Please go ahead. Your line is open.
Hi, guys. Thanks very much for taking my questions. Just a couple questions. Firstly, maybe to Gonzalo on the BD Piviti, just wanted to understand whether there's been a change in incoming versus sort of Your outreach activity in terms of now that you've obviously presented the clinical data, you've been public for Now around a year, have you seen as in more incoming What people have been maybe what they see is intractable problems and you've got the solution? Or is it still more outreach?
That's the first question. The second question is just to get a little bit more clarity on the target for this year, Following on from Christian's question about the one new GMP project, do you mean assigning a partner that would be wanting their program to go through or completion of proof of process that then leads to using the GMP facility. Just trying to understand what
that target is specifically? Thank you. Okay. So I start then with the commercial outreach, then we can follow-up with the targets, our to network team, you can take that one for me. So in terms of the Commercial outreach.

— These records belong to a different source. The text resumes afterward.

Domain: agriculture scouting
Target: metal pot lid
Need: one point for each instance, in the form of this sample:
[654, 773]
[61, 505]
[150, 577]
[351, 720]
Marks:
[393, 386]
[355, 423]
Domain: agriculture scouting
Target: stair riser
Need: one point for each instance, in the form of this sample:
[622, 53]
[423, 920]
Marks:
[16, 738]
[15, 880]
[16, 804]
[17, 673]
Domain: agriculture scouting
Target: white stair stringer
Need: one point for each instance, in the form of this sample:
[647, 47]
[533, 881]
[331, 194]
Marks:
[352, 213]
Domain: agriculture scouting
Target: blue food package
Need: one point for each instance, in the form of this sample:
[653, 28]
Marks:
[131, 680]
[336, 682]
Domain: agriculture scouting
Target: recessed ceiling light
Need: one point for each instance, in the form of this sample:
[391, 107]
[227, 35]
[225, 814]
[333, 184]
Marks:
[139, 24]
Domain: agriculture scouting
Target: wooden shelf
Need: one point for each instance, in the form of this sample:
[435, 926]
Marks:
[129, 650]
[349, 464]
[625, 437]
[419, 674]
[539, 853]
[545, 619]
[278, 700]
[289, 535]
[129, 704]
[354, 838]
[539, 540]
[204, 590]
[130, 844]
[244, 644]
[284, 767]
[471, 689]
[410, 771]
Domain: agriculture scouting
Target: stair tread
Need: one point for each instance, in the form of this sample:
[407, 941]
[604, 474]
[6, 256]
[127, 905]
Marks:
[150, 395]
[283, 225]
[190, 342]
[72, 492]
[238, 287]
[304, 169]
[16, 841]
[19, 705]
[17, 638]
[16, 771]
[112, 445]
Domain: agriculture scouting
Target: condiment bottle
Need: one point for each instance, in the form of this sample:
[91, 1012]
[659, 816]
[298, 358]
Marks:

So not only are we seeing a lot of incoming traffic as well related To the clinical study and the fact that we have clinical data already, but also some of the past That we have had that were stalled due to either Not having demonstrated the clinical benefit or not having already conducted a clinical study from our GMP facility, that some of those discussions that were part waiting for that outcome, they have now resumed and that's something that is also very important. On top of that, as you can appreciate, we've Expanded our commercial team significantly and they also brought in a lot of new relationships and also other size of relationships It's across different organizations. So what we are seeing is a multitude and the multiplication of contact points into also larger organization. And we are seeing there's an increase of traction also from previous discussions as well. So that's very positive.
And Even though we still have a lot of outbound contacts and are reaching out to partners for basically showcasing what we can do for them. There has been there has also been an increasing inflow of inbound traffic as well. So that's also very positive. If I then comment on your question relating to what exactly the guidance means. So for us, it's like if a client has a clinical campaign that they need the material in some time.
And of course, that's the important question that when do they need the GMP material. And so for us, it's like If it's earlier, then we try to do it earlier. If it's a little bit later, then it's a little bit later. But of course, It's the most important thing is to sign the contract and get the material shipped when the client wants the material.
Great. Thanks very much. That's very clear.
Thank you. And as there are no further questions in the queue at time, I'll hand back to our speakers for the closing comments.
Okay, excellent. This is Henry talking. So on behalf of all Nanoformers, thank you to the audience and thank you for the questions, especially also including analysts. Next week, Friday, June 4, we will have our 1st Capital Markets Day that is on exactly 1 year as a listed company, you are welcome to register to that event, and you can do it on our homepage under the calendar section. With these words, we are complete for today.
Thank you also to all managers at Nanaform presenting.